Он испытывал ревность к ребенку, а ребенок испытывал ревность к нему. В глазах поэта мальчик воплощал прошлое Иды, он служил доказательством, и притом весьма веским, что другие мужчины любили ее до него. И от этого гордость д'Аржантона страдала.

Нельзя сказать, чтобы он так уж был увлечен графиней. Вернее, он любил в ней самого себя. Видя, как ее ясные наивные глаза отражают его приукрашенный образ, он охотно любовался ими с той же эгоистической улыбкой, с какой женщина улыбается зеркалу, в котором она кажется еще красивее.

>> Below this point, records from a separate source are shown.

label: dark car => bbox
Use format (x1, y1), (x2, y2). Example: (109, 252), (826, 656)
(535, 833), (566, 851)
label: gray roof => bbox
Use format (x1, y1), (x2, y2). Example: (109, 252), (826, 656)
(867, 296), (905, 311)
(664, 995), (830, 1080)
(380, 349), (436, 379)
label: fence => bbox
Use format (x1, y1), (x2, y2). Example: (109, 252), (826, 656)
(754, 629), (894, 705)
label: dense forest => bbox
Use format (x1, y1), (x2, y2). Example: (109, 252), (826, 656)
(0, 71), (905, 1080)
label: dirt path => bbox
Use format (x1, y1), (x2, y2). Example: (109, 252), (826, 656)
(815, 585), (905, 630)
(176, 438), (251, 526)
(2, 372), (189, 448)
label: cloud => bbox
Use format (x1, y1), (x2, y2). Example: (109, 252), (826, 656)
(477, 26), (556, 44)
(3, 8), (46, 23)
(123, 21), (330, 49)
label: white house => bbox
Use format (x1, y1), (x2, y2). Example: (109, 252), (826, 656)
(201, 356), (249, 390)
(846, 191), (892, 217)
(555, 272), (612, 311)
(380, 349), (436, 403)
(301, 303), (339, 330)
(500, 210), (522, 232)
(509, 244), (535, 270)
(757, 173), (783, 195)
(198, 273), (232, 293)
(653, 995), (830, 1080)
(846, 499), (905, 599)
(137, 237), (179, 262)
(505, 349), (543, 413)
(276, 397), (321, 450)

Но д'Аржантону хотелось, чтобы зеркало это не было замутнено чужим дыханием, чтобы оно никогда не отражало ничей образ, кроме его собственного. На самом деле в таинственной глубине этого живого зеркала хранилось отражение многих других мужчин, и мысль эта оскорбляла его.

И тут уж ничего нельзя было поделать. Бедная Ида не могла изменить свое прошлое, она могла лишь сокрушенно повторять, как делают все женщины: «Отчего я так поздно встретила тебя?» Но эта жалоба не способна унять муки самой странной ревности — ревности к прошлому, особенно если в ее основе лежит невероятная гордыня.

«Она должна была предчувствовать мое появление», — думал д'Аржантон, — вот объяснение того глухого гнева, какой он испытывал при одном лишь взгляде на Джека.

Но не могла же она отречься от этого дорогого ей златокудрого прошлого, отринуть его! Однако постепенно, под влиянием поэта, стремясь избавить всех от тягостных встреч, когда каждый страдал оттого, что мешает другим, она начала все реже брать мальчика из пансиона и все реже сама появлялась в гимназии. Она уже вступала на стезю жертв, и эта жертва была не самой легкой.

Что касается особняка, кареты, всей той роскоши, к которой она привыкла, то г-жа де Баранси готова была все бросить и ждала лишь согласия д'Аржантона, чтобы дать отставку «милому дяде».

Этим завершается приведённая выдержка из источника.